When it comes to the economy, the first half of 2013 was good and bad, according to Dan Meckstroth, chief economist for the Manufacturers Alliance for Productivity and Innovation. Taxes and "necessary government austerity" restrained growth in many areas, but at the same time segments that have been struggling for years, such as residential construction, are now positive contributions to overall economic growth in the U.S.
Meckstroth discussed current economic conditions and MAPI's forecast for the U.S. economy in a recent webcast (available here).
Job growth is also a mixed bag, according to Meckstroth. The U.S. still has a deficit of 1.9 million jobs when compared with the beginning of the recession in December 2007, but growth in most segments has been steady.
Manufacturing and construction industries, however, are still struggling to regain the employment levels of nearly six years ago. If you add together the job deficits from manufacturing and construction, Meckstroth says, "it more than accounts for the total deficit of jobs."
Manufacturing lost 2.3 million jobs during the recession and has only added 0.5 million since the recession's end; construction lost 1.8 million jobs and has only added 0.1 million back.
The other challenge, according to Meckstroth, lies in the quality of jobs. The jobs that have been added are on the low and high ends of the skill spectrum. "The middle has been hollowed out," he says.
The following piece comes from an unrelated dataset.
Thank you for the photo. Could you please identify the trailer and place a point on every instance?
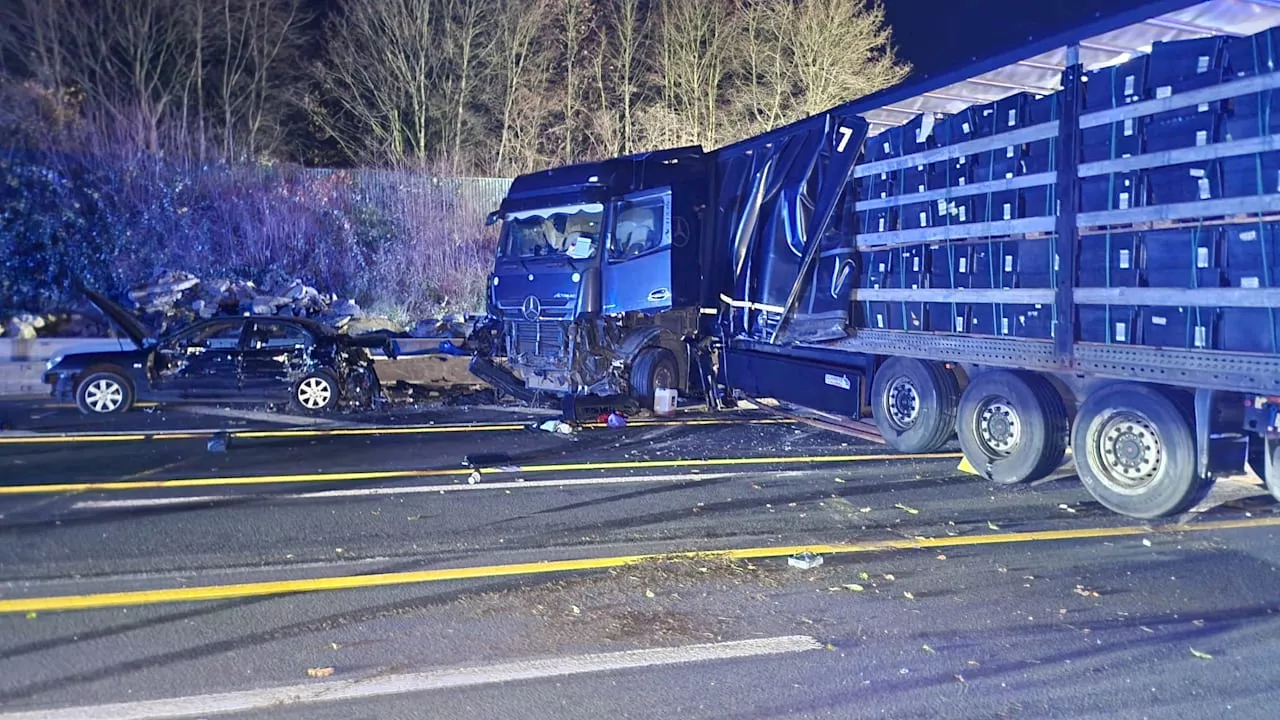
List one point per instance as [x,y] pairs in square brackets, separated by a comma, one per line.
[1075,245]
But it's not all bleak, particularly when it comes to residential construction. Meckstroth and MAPI forecast that housing starts will grow 20 percent in 2013, another 20 percent in 2014, and 27 percent in 2015 – which will bring the total number near the "normal" level of 1.6 million units. This growth is good news for the economy because housing is part of a "virtual circle" of investment, according to Meckstroth. As demand continues to increase, more houses need to be built, which leads to more jobs, and more people looking to buy more houses.